Hier il a neigé.Rien de très impressionnant mais quand votre
âme d'enfant revient de loin vous vos dites pendant une fraction de seconde que
la vie vaut d'être vécue.
Cette neige m'a trempée jusqu'aux os, mon maquille-âge a coulé, mes vêtements étaient inondés... mais j'ai aimé.
Je danse dans la neige et je regarde le ciel, j'avale ce froid et
je sent la mort s'échapper de moi.
Je suis en noir tachetée de blanc et je souris. Je vis cet instant comme si c'était le dernier. Je tourne sur moi-même l'alcool qui est en moi décide de me monter un peu plus à la tête et je n'ai qu'une envie, celle de tomber dans la neige et de me laisser aller sur cette couche de glace qui s'accumule..
Je bénis mes paraboots d'être aussi appropriées.
Je bénis tout ceux qui comme moi ont bénis la loi Evin et sont aller cramer leur clope dehors.

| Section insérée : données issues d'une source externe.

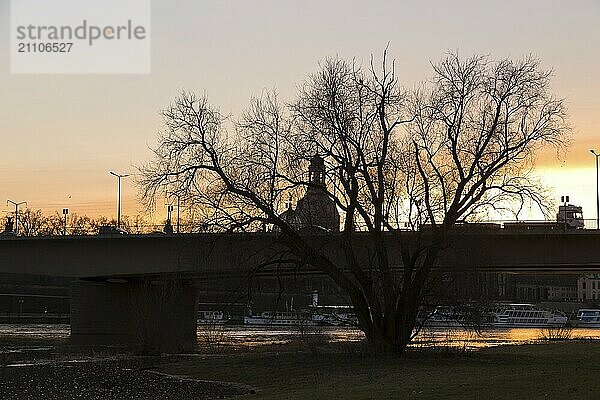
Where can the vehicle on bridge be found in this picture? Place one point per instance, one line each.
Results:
(569, 216)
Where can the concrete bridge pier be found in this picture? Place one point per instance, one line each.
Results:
(146, 314)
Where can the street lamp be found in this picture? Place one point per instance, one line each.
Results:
(16, 212)
(65, 213)
(178, 199)
(597, 198)
(119, 176)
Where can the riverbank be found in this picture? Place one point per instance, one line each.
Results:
(34, 368)
(535, 371)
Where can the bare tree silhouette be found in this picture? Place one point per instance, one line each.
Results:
(460, 146)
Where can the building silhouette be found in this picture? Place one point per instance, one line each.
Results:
(315, 210)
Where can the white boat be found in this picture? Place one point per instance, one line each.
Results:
(586, 318)
(500, 316)
(280, 318)
(334, 315)
(212, 317)
(449, 317)
(526, 316)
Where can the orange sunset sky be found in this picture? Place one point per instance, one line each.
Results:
(62, 134)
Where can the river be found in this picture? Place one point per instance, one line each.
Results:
(14, 336)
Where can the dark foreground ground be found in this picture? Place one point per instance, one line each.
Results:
(104, 380)
(562, 370)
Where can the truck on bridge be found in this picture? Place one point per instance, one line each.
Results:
(569, 216)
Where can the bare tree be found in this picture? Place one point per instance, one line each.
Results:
(455, 149)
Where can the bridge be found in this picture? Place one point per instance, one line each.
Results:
(141, 287)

Je bénis les phénomènes scientifiques et météorologiques.
Je bénis cet instant où plus rien n'importait.
Je m'en fout de mon
nez rouge, de mes
yeux noirs en larmes, de mes doigts gélés, de ma clope éteinte...
Je chante les
Shériffs en allumant cette allumette pour me réchauffer [
j'aime jouer avec le feu mais j'aime pas me bruler], je pense au si tristement célèbre compte de
Hans Christian Andersen et me crame les doigts, je pense à mes ex, à ma grand mère qui prétexterait ce temps pour boire de la vodka avec moi en gueulant
"PORCHERIE" (
c'est elle qui m'a fait découvrir les bienfaits de l'alcool et les Béruriers ).
Durant cet instant-là j'ai aimais la Terre entière.
Durant cet instant-là ma vie était belle et méritait de le resterPuis la neige s'est arrêtée et a fondu
sous mes yeux embués par l'alcool.
Ma vie est redevenue morne et
je suis partie profiter de la douleur d'être en vie en me détruisant un peu plus.